First notice that if the product map is continuous for min, then it's continuous for max because we can factor the product map as $A\otimes_{max}A\rightarrow A\otimes_{min}A\rightarrow A$ where the first map is the canonical quotient and the second is the product map.

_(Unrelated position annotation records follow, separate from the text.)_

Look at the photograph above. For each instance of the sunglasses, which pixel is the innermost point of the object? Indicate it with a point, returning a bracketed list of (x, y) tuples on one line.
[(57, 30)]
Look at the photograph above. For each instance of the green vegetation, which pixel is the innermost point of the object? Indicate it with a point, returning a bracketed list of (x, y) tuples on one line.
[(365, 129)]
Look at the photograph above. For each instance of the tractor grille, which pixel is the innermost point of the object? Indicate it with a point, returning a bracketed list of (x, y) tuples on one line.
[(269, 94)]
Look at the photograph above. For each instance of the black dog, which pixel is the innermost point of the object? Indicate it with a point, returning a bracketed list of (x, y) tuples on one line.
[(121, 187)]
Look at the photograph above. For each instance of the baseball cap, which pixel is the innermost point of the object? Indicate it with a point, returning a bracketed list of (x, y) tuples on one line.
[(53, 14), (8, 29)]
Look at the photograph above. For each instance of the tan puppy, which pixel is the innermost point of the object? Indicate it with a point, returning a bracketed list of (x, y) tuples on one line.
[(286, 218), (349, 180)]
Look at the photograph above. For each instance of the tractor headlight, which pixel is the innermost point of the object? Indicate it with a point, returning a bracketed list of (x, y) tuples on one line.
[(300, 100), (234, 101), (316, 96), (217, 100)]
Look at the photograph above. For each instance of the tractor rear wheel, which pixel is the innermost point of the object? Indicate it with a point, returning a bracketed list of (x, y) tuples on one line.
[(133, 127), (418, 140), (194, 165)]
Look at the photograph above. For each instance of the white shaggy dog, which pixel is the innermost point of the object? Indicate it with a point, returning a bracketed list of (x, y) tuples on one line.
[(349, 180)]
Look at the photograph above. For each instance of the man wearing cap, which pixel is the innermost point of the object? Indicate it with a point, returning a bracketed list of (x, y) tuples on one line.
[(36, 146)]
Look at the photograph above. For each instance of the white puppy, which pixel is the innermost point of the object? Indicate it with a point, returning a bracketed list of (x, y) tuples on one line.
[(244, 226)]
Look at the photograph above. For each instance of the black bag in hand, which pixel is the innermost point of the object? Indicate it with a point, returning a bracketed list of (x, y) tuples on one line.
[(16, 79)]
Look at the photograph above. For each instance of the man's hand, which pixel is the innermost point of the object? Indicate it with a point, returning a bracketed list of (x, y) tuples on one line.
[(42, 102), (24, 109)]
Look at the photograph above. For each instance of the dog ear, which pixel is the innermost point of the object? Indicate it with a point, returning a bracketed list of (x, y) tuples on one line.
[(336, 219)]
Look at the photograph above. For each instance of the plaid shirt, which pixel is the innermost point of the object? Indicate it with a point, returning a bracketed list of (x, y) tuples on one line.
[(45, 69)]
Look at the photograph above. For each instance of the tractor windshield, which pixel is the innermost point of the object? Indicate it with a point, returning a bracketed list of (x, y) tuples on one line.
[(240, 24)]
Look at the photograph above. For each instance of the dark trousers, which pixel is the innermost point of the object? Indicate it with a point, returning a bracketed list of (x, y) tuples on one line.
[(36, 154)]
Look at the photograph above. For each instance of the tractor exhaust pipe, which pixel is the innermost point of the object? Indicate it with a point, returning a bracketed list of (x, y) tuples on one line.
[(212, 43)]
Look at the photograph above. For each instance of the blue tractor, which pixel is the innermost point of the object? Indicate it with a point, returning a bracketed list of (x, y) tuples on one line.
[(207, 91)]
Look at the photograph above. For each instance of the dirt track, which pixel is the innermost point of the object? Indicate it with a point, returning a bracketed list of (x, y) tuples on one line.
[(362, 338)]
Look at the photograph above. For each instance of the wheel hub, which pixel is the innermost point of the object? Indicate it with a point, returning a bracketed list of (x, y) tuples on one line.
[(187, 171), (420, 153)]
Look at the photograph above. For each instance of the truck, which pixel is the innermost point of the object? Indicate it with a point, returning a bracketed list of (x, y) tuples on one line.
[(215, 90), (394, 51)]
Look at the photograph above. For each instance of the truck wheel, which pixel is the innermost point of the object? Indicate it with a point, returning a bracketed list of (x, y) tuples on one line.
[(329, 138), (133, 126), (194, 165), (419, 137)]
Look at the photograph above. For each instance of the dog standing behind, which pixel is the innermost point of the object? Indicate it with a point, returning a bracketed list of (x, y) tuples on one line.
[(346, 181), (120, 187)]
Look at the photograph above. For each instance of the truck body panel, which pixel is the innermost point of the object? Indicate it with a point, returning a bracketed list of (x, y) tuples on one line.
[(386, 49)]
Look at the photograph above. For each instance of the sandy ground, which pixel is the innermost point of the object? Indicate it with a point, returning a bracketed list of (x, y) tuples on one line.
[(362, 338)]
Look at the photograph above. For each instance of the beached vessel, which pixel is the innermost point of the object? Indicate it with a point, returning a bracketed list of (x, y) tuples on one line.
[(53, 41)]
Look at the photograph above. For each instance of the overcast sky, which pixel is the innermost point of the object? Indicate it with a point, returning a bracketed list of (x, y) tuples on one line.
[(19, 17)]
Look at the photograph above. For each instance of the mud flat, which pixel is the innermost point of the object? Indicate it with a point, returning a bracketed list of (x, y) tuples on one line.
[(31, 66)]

I'm nearly positive (double dual arguments always make me nervous) that if $A$ has an infinite dimensional irreducible representation (or just has irreducible finite dimensional representations of arbitrarily large dimension ) that the product map will not extend to a continuous map on $A\otimes_{max} A$ (and therefore also not for the min tensor product for the reason given in the second paragraph). My reasoning is as follows:

Suppose that $P:A\otimes_{max} A\rightarrow A$ is the continuous product map. Then $P^{**}:(A\otimes_{max} A)^{**}\rightarrow A^{**}$ is w*-continuous. By assumption the von Neumann algebra $(A\otimes 1)^{**}\subseteq (A\otimes_{max} A)^{**}$ has a subalgebra isomorphic to $B(H)$ for $H$ infinite dimensional.

As in my comment, let $e_{ij}$ be a system of matrix units for $B(H).$ For each $i$ get a bounded net $a_{\alpha,i}$ from $A$ converging w* to $e_{1i}.$ Get another bounded net $b_{\alpha,i}$ converging to $e_{i1}.$ Set $x_n=\sum_{i=1}^n e_{1i}\otimes e_{i1}:=w*-lim \sum_{i=1}^n a_{\alpha,i}\otimes b_{\alpha,i}.$ Then $x_n$ is a partial isometry so $||x_n||=1.$ But by weak*-continuity of $P^{**}$ (everything in sight is bounded so multiplication is w*-continuous) we have $P^{**}(x_n)=ne_{11}.$

As for the subhomogeneous case we may, by injectivity of $\otimes_{min}$, suppose that $A$ is actually isomorphic to $C(X)\otimes M_n.$ The claim should now follow since the product map on $M_n$ is continuous.